Es sabido que las Cíes son un archipiélago perdido de la Atlántida. Tal vez por ello son mágicas y tienen naturaleza de espejismo: nunca están dos días en el mismo sitio. Da igual donde se sitúe el observador: si las miras, a veces parecen tan cerca que podrías alcanzarlas con los dedos. Otras, se muestran lejanísimas, como si perteneciesen a otro continente. Este fenómeno único, a veces se produce de la mañana a la noche o en una misma tarde. Las Cíes se mueven. Nadie sabe cómo ni por qué.
Decía Álvaro Cunqueiro que, en los días brumosos, las islas que cierran la ría «parecen de leyenda de una saga nórdica». El de Mondoñedo las veía un territorio de Odín, desde donde el dios escandinavo controlaba los nueve mundos. Y algo divino debe haber en esta parroquia insular del Concello.
Las Cíes son administrativamente parte de Vigo. La misma Policía Local que va por la ciudad poniendo multas, en verano patrulla por la arena de Rodas. Los ves allí y resulta tan incongruente como una escena de Amanece que no es poco.

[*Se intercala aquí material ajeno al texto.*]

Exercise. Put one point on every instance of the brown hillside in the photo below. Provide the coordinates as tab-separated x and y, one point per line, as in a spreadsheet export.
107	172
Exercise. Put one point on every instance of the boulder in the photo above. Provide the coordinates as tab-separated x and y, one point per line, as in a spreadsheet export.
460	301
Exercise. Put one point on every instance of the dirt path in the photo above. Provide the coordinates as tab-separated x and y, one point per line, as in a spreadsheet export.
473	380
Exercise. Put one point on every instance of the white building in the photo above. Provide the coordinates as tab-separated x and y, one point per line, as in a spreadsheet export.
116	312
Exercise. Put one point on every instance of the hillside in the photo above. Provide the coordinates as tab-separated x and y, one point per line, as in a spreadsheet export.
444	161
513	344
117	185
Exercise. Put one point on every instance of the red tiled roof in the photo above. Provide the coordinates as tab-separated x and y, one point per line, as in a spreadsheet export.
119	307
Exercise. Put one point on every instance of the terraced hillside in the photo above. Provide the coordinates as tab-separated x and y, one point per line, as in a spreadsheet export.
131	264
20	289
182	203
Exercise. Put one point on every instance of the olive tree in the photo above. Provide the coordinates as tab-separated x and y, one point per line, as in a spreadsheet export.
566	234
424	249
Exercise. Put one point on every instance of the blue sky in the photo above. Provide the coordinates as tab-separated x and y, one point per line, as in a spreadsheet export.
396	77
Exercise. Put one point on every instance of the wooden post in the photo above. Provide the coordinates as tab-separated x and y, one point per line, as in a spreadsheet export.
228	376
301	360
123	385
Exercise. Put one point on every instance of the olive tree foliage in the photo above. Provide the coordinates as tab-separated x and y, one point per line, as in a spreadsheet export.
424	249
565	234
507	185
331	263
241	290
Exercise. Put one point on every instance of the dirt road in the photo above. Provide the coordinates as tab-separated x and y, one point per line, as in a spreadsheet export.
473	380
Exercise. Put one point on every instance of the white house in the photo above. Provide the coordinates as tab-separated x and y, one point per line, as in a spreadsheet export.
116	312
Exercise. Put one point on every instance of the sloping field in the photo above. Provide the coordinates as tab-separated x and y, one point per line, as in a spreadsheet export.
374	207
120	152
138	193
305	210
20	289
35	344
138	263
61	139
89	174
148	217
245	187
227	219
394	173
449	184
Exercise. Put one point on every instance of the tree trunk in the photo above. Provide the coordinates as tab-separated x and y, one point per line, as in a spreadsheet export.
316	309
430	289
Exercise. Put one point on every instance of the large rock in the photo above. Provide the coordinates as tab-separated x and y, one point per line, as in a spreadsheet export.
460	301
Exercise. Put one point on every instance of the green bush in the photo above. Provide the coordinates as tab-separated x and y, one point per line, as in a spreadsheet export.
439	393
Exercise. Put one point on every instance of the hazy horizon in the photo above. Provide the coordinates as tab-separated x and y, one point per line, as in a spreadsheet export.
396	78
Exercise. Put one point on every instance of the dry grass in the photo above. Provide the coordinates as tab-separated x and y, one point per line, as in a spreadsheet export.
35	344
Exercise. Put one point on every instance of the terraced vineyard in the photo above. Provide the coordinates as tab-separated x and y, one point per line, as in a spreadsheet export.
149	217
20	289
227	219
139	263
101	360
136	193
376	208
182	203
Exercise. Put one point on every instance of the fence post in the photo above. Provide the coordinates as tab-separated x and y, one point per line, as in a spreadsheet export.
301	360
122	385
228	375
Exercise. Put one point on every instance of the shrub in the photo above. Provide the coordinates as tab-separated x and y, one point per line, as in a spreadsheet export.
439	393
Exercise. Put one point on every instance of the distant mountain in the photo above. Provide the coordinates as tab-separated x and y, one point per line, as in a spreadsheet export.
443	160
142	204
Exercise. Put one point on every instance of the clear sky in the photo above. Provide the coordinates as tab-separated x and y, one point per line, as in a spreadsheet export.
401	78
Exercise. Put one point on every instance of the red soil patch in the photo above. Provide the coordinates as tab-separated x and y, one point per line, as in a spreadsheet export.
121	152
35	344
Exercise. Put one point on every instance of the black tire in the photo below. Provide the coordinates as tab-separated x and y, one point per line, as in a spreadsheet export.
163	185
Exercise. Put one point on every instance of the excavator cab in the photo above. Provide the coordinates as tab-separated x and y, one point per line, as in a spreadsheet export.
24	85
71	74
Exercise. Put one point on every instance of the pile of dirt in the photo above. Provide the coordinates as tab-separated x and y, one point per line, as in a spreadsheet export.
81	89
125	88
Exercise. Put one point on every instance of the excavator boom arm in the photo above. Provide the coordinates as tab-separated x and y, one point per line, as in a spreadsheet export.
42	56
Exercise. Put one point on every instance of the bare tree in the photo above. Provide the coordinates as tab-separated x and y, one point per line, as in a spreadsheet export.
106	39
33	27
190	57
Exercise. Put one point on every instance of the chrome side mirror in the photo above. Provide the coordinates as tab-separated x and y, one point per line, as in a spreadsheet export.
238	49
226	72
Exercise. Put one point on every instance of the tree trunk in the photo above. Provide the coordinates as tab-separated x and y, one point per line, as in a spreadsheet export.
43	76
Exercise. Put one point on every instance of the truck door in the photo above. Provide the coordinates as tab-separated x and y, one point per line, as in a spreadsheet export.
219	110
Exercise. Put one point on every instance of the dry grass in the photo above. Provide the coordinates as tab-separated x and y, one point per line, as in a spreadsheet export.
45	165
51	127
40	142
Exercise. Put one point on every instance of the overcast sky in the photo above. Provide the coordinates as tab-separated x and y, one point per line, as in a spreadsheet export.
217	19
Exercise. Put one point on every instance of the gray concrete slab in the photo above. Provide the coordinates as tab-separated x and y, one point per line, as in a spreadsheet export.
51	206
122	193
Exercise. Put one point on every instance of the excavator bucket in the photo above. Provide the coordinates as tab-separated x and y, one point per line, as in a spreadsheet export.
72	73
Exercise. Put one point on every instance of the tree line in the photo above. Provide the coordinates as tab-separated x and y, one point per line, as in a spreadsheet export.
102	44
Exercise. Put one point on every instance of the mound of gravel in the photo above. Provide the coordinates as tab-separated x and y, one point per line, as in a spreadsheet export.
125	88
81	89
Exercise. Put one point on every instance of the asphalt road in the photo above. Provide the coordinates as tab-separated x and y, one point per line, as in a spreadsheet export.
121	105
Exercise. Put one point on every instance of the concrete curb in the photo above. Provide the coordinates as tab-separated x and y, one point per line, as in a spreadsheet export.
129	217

Y es que no hay muchas ciudades en el mundo que puedan presumir de tener un parque nacional en su mismo término municipal. Todo es raro en las islas Cíes...
El diario The Guardian acaba de descubrir que su cámping es uno de los mejores del mundo. Hace tres años, ya señalaron a Rodas como la mejor playa del planeta. Pero esto, aquí, ya lo sabíamos. Nos basta una sensación que todo vigués que haya pernoctado en las Cíes conoce perfectamente. Se trata de un momento mágico que se produce en verano a las 9 de la noche. A esa hora, zarpa el último barco. Y se lleva con él un murmullo de gente que se va apagando con el tiempo. De pronto, todo queda en silencio. Quien haya vivido la experiencia de ese anochecer y de esa calma, con el catamarán alejándose ría adentro, no la olvidará nunca.

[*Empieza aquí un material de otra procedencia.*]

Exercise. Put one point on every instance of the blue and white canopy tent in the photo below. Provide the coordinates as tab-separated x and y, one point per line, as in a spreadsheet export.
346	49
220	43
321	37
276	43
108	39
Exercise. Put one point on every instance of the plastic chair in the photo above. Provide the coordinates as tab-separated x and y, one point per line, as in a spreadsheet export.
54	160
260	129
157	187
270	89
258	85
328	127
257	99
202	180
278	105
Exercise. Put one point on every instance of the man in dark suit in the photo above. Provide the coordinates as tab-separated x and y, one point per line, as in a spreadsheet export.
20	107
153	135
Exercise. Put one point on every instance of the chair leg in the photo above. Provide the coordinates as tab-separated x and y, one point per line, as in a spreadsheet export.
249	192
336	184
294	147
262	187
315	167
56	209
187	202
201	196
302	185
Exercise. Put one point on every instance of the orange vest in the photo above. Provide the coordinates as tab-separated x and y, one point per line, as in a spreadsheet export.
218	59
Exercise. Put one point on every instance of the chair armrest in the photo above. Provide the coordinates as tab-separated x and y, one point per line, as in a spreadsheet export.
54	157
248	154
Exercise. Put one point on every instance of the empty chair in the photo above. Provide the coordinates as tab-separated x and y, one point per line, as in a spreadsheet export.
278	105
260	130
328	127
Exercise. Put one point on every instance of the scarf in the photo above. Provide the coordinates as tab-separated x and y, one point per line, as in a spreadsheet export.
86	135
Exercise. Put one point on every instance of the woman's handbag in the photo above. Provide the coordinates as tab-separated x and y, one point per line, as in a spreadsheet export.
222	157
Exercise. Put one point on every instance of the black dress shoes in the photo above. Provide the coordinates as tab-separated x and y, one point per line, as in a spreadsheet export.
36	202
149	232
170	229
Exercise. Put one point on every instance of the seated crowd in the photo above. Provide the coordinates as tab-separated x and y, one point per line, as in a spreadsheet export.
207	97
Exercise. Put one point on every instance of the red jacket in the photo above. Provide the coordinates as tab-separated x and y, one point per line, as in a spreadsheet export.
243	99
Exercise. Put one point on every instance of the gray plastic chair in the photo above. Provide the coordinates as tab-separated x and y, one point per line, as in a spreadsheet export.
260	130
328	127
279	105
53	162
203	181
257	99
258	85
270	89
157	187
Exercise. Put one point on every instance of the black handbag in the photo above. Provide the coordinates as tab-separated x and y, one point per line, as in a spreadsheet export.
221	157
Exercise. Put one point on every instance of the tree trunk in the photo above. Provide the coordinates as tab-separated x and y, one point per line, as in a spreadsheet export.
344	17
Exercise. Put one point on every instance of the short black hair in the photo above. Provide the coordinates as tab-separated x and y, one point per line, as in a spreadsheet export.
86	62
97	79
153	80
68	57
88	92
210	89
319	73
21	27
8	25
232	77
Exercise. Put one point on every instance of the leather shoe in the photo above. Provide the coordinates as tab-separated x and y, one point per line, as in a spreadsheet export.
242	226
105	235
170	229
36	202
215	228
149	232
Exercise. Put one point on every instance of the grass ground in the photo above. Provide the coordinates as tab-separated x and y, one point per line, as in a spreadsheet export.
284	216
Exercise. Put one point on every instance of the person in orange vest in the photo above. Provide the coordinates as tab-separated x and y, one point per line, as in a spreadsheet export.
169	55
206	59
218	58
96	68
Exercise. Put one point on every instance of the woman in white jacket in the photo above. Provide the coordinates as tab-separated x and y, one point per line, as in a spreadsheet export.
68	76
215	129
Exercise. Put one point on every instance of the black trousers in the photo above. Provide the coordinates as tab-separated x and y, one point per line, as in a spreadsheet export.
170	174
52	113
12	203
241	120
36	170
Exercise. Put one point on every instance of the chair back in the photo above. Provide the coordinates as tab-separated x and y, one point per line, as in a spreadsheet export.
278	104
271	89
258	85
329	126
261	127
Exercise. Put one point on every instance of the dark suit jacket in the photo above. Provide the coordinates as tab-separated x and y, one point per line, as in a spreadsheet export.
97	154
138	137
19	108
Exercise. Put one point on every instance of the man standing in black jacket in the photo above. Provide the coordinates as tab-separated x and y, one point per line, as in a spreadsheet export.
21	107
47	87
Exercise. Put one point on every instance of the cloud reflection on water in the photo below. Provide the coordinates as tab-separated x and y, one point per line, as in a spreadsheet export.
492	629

Pero la magia de las Cíes tiene que tener una explicación lógica. Y yo la he encontrado en 20.000 leguas de viaje submarino. En la novela, el Nautilus llega a la ensenada de San Simón el 18 de febrero de 1868. Como el libro está escrito como un diario, es posible determinar la fecha exacta. De la que, por cierto, se cumplirán 150 años el próximo 2018. Esperemos que no se pierda la ocasión de festejar tan fantástica efeméride.
Pero vamos al caso. Tras sumergirse en Rande y rescatar los tesoros de los galeones, hundidos en la dantesca batalla de 1702, el capitán Nemo dirige el Nautilus hacia las islas Cíes. Y, a la mañana siguiente, aparece en la Atlántida. Así se titula ?La Atlántida- el capítulo que sigue a La bahía de Vigo. Por lo tanto, el mítico continente sumergido está ahí, delante mismo de la ría, a pocas millas náuticas de Cabo Silleiro.

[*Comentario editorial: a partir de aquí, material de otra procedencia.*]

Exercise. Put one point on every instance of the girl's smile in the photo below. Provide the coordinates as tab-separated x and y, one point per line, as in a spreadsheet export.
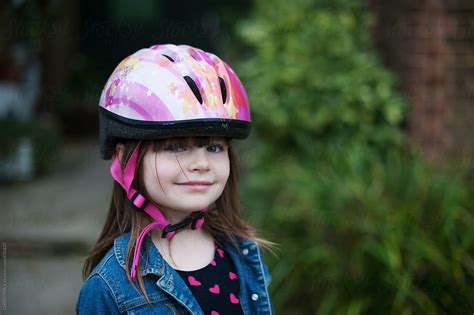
182	180
196	185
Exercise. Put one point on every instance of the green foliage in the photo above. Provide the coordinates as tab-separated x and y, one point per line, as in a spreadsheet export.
364	227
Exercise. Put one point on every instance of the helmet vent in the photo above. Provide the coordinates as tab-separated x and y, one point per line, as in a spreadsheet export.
194	88
223	90
168	57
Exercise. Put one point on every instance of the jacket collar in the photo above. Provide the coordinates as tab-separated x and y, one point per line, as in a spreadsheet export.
151	260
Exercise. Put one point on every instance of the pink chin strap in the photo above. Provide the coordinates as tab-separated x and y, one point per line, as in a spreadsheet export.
125	179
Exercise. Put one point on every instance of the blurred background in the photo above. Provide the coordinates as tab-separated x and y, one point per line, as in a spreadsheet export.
360	164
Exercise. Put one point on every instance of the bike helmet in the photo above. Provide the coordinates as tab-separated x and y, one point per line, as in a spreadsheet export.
168	91
172	91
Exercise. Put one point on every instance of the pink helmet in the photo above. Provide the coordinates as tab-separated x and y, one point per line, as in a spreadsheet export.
171	91
168	91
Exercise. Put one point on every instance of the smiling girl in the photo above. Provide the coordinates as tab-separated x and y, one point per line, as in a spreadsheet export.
174	241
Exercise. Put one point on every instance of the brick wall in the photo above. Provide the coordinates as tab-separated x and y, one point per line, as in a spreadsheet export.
430	45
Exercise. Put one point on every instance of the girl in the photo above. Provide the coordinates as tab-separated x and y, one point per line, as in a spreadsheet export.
173	241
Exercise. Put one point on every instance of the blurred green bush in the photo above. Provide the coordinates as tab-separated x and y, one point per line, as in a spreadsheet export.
365	225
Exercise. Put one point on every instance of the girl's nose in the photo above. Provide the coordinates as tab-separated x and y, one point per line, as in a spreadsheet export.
199	160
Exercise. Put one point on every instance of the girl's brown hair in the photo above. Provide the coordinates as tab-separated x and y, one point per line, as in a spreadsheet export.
223	221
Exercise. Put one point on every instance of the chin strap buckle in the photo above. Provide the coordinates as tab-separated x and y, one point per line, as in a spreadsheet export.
195	221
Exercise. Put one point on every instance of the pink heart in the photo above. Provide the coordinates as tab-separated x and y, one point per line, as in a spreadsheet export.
233	299
221	252
232	276
215	289
193	281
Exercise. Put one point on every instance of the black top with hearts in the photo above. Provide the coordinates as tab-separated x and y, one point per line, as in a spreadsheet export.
216	286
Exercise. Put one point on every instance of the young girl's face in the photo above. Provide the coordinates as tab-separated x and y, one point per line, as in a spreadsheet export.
183	178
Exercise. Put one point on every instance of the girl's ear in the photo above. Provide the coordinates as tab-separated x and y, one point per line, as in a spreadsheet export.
119	148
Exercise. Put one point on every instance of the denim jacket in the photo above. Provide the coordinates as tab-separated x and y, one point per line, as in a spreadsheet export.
107	290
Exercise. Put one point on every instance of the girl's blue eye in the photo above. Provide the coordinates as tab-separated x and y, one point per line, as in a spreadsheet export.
175	148
215	148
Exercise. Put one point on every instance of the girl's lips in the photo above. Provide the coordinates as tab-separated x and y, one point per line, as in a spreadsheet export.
196	185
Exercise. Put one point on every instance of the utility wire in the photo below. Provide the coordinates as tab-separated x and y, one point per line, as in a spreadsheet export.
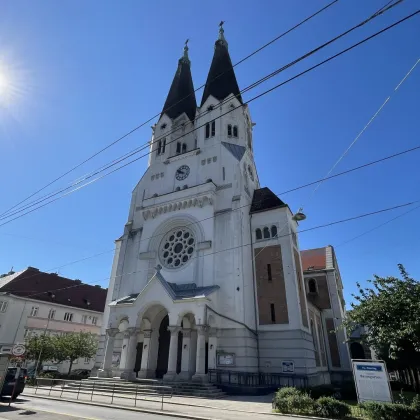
367	125
377	227
167	109
252	99
360	216
7	214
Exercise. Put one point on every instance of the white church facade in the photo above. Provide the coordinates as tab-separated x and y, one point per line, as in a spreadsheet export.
207	276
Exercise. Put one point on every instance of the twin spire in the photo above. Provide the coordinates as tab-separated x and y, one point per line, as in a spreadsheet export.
221	81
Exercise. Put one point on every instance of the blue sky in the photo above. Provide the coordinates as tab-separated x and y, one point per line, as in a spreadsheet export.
84	73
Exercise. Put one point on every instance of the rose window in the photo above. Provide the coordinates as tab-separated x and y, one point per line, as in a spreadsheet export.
177	247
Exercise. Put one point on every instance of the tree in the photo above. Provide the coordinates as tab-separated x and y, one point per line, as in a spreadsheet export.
40	348
389	308
73	346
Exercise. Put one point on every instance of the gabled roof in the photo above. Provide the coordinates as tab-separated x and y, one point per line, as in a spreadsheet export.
181	96
237	151
265	199
175	291
37	285
221	80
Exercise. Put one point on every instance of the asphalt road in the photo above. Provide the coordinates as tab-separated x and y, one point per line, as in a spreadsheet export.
40	409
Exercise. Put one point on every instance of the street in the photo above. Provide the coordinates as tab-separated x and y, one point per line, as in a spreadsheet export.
45	409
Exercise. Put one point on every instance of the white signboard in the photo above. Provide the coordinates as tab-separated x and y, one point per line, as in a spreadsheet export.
371	380
18	350
288	366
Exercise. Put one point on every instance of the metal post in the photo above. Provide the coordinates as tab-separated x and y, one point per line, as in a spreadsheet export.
93	388
78	391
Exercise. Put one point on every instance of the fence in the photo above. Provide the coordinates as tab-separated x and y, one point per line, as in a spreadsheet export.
255	379
87	390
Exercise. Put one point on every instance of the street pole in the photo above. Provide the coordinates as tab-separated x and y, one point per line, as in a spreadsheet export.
40	351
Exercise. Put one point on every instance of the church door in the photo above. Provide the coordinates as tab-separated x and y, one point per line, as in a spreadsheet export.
163	352
139	354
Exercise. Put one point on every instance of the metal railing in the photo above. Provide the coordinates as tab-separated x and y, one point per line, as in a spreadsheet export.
255	379
96	388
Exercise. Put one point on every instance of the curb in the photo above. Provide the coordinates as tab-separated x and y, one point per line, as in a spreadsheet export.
169	413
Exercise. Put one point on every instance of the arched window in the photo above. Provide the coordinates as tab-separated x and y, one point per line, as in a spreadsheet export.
235	131
274	231
312	286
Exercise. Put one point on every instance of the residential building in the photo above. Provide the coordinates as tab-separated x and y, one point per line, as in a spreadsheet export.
35	302
207	276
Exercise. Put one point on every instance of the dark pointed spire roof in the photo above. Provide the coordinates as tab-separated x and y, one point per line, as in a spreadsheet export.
181	96
221	81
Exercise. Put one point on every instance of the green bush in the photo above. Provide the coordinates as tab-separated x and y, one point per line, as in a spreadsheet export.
293	401
388	411
332	408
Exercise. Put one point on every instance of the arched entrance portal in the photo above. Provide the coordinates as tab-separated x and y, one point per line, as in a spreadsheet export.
163	352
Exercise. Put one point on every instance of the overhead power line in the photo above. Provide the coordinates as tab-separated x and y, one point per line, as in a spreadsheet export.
360	216
167	109
232	109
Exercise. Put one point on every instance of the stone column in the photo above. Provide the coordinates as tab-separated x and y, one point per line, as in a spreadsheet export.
173	353
145	371
212	348
128	353
106	371
185	373
200	362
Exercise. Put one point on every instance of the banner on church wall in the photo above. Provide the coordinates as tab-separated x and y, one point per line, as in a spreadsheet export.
372	381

Verne sigue a Platón, quien situaba la Atlántida «delante de las columnas de Hércules». Y, por lo tanto, en el Atlántico más allá del estrecho de Gibraltar. Así que todo encaja. Las Cíes son el último archipiélago de continente perdido y no hace falta que las declaren Patrimonio de la Humanidad. Bienvenido sea el título, pero no lo necesitan. Porque tienen algo mucho más importante: son mágicas.